Directional capacity of human mesenchymal stem cells to support hematopoietic stem cell proliferation in vitro.

OBJECTIVES

Hematopoietic stem cells (HSCs) reside in a specialised microenvironment in the bone marrow, which is majorly composed of mesenchymal stem cells (MSCs) and its' derivatives.

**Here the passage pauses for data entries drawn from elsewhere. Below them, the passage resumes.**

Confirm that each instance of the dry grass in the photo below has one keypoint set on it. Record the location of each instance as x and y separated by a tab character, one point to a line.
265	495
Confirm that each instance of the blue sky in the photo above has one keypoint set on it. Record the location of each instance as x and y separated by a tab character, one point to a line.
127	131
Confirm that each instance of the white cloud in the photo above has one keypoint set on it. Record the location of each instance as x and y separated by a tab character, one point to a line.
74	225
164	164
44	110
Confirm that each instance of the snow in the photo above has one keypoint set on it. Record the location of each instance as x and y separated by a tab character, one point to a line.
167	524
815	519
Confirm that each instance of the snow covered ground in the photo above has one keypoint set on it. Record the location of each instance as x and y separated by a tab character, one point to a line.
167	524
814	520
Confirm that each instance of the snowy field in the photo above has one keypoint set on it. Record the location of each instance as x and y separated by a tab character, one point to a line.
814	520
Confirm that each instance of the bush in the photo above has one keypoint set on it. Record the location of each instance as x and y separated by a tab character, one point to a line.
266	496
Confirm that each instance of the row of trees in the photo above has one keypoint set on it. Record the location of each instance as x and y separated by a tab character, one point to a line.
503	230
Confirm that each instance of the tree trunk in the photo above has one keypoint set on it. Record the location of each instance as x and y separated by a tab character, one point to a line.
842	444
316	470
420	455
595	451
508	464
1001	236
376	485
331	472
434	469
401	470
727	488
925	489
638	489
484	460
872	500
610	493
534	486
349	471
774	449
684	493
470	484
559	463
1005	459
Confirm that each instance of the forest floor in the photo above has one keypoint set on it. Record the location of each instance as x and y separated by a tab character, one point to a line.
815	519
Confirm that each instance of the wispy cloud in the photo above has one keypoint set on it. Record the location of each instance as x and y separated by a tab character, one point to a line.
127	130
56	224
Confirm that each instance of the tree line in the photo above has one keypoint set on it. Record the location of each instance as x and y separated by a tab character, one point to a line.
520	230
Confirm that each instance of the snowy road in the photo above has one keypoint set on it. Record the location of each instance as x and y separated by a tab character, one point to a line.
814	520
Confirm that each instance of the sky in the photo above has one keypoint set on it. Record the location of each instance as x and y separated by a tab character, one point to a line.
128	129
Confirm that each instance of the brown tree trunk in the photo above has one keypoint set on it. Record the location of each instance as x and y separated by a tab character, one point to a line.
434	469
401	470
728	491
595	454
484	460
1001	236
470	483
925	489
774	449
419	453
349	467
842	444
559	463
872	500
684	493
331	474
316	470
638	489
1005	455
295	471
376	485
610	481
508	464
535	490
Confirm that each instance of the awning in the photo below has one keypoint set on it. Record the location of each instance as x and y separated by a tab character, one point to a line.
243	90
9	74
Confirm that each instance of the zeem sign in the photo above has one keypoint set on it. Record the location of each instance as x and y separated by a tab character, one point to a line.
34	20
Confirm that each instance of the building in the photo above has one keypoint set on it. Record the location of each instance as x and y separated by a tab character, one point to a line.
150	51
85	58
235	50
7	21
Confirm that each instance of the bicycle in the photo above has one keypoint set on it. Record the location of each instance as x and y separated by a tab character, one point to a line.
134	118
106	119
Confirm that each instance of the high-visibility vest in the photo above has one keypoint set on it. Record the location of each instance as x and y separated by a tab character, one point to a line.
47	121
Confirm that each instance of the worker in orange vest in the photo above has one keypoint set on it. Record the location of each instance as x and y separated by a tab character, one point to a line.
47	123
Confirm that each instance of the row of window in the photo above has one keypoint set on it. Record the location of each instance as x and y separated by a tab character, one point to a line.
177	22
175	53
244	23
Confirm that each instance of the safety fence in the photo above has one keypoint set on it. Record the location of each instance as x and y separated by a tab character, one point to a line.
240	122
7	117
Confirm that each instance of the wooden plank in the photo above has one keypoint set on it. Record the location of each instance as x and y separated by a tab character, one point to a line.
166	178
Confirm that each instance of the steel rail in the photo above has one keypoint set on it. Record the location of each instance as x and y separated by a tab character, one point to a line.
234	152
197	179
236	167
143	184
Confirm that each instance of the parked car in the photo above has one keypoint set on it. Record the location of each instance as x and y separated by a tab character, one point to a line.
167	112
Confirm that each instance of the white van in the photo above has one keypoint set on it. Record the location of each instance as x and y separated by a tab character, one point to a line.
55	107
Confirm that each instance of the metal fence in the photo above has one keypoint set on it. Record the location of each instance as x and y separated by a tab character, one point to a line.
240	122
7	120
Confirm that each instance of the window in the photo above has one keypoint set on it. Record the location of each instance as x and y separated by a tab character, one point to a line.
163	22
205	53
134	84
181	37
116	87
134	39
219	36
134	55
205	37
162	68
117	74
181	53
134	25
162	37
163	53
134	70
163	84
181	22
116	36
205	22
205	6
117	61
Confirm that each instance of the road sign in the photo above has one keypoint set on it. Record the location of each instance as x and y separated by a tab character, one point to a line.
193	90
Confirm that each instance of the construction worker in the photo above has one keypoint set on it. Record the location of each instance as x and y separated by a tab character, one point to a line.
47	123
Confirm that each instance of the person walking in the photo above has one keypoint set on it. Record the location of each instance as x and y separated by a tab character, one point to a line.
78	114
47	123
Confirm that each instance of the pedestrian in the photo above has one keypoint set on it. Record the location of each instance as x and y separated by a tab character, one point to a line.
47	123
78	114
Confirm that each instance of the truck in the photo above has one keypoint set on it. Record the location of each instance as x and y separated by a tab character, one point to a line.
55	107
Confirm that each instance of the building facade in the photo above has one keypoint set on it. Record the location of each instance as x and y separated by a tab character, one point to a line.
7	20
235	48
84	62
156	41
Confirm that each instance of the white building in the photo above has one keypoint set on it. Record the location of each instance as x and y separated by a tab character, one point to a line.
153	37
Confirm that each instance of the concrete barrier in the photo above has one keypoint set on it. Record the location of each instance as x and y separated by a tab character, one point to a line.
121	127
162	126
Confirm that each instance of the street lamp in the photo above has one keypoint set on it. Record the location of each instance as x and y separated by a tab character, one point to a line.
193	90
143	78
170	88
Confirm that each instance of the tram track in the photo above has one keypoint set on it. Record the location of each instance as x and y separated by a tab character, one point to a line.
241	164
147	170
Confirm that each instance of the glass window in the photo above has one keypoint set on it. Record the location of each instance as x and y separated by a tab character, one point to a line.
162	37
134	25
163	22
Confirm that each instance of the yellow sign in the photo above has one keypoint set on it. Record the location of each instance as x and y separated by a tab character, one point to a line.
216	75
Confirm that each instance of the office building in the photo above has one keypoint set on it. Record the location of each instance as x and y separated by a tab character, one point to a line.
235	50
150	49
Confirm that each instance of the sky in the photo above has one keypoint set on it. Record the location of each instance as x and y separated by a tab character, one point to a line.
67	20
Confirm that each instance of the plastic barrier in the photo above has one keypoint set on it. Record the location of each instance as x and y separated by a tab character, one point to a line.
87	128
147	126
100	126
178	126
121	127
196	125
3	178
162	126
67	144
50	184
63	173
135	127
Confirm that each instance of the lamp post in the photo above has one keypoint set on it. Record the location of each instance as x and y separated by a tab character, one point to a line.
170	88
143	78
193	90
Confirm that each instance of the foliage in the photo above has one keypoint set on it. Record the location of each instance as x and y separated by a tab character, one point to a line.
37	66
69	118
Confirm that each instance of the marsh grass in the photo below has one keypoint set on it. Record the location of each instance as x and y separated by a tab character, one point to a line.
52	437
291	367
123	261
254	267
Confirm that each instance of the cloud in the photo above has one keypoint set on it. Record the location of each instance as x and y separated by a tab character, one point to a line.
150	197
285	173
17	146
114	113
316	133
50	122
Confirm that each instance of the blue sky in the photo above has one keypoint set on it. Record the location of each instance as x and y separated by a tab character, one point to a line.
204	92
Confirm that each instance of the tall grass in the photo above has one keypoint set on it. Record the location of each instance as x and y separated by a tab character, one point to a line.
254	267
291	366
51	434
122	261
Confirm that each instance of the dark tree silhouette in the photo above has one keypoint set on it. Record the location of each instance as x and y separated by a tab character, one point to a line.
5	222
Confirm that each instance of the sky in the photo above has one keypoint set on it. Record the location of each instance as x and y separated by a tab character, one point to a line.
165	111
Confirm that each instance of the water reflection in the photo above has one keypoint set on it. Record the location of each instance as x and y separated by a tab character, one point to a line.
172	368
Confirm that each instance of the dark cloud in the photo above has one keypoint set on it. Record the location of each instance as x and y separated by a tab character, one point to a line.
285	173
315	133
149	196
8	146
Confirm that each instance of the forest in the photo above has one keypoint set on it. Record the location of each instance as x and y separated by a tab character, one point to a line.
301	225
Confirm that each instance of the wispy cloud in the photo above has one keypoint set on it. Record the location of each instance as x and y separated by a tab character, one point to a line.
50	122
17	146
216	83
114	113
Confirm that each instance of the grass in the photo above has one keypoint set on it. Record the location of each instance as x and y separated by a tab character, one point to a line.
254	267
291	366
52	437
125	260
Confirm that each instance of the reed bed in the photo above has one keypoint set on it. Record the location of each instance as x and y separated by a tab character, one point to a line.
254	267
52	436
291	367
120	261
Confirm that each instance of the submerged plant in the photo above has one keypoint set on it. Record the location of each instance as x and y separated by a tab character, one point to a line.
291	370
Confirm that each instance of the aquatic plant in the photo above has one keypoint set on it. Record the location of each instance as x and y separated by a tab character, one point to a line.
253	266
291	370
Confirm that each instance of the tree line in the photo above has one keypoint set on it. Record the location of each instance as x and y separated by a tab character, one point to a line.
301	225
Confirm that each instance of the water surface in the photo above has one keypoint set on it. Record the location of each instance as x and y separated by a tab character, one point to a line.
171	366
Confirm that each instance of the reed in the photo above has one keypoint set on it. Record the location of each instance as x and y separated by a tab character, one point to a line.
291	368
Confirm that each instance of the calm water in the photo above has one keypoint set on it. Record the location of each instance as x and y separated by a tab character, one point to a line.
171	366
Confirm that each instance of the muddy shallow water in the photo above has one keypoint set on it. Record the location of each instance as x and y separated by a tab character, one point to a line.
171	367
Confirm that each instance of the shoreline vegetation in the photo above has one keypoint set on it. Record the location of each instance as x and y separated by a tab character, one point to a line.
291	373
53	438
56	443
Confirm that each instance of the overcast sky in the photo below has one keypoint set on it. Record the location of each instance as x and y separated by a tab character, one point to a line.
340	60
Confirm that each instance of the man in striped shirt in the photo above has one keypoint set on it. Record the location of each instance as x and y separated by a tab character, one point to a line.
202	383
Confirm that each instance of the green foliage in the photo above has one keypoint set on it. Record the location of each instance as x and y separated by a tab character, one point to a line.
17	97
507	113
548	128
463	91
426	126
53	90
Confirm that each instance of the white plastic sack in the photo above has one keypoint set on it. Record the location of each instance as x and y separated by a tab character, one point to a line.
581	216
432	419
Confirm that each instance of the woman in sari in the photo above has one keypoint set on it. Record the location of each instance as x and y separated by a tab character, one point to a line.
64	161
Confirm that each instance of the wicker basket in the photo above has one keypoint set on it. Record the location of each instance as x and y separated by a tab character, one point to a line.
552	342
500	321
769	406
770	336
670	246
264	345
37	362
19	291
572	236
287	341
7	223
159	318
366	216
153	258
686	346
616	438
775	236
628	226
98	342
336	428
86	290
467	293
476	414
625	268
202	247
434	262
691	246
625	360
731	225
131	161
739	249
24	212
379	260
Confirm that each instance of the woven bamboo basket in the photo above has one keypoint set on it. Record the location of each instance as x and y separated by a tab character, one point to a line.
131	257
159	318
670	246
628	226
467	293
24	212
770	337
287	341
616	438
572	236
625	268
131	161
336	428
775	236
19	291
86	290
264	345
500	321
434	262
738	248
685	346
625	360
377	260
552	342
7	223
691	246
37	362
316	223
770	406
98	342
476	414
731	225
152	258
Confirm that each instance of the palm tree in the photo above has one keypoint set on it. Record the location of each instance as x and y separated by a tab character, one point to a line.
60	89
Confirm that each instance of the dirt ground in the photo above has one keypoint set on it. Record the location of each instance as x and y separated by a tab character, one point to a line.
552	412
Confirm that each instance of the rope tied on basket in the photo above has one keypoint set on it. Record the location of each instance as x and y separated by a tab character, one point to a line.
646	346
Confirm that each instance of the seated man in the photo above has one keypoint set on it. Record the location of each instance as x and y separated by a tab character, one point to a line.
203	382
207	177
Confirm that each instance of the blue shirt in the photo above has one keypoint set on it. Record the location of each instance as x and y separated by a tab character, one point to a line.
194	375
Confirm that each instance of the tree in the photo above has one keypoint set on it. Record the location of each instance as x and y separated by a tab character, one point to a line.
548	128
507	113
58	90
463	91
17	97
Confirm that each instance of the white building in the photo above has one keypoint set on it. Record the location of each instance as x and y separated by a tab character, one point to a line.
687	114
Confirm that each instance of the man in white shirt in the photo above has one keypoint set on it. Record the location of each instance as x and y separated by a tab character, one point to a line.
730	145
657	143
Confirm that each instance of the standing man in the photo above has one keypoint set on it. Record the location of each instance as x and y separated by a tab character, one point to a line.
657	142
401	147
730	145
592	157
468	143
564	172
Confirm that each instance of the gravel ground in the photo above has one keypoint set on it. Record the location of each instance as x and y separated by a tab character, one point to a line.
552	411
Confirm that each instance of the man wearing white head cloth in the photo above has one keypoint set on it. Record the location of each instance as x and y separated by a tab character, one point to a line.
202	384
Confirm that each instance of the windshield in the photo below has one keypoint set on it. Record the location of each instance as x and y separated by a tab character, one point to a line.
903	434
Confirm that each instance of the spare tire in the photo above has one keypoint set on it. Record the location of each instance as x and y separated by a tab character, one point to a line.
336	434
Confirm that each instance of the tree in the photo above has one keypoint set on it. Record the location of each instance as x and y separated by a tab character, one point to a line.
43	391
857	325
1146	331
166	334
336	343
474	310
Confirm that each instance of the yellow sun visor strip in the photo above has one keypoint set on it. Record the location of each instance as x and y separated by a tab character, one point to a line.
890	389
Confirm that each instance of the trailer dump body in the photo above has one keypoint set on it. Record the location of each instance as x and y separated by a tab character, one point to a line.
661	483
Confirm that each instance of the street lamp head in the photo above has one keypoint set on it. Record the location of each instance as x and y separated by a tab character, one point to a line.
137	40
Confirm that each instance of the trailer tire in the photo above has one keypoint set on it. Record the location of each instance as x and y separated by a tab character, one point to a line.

This study aimed to investigate the regulatory role of MSCs to decipher the cellular and humoral communications on HSCs' proliferation, self-renewal, and differentiation at the transcriptomic level.

MATERIALS AND METHODS

Microarray assay was employed to analyse the gene expression profile of HSCs that imparted by MSCs during co-culture.

RESULTS

The proliferation of human umbilical cord blood-derived HSCs (hUC-HSCs) markedly propagated when MSCs were used as the feeder layer, without disturbing the undifferentiated state of HSCs, and reduced the cell death of HSCs. Upon co-culture with MSCs, the global microarray analysis of HSCs disclosed 712 differentially expressed genes (DEGs) (561 up-regulated and 151 down-regulated). The dysregulations of various transcripts were enriched for cellular functions such as cell cycle (including CCND1), apoptosis (including TNF), and genes related to signalling pathways governing self-renewal, as well as WNT5A from the Wnt signalling pathway, MAPK, Hedgehog, FGF2 from FGF, Jak-STAT, and PITX2 from the TGF-β signalling pathway. To concur this, real-time quantitative PCR (RT-qPCR) was utilised for corroborating the microarray results from five of the most dysregulated genes.

CONCLUSION

This study elucidates the underlying mechanisms of the mitogenic influences of MSCs on the propagation of HSCs. The exploitation of such mechanisms provides a potential means for achieving larger quantities of HSCs in vitro, thus obviating the need for manipulating their differentiation potential for clinical application.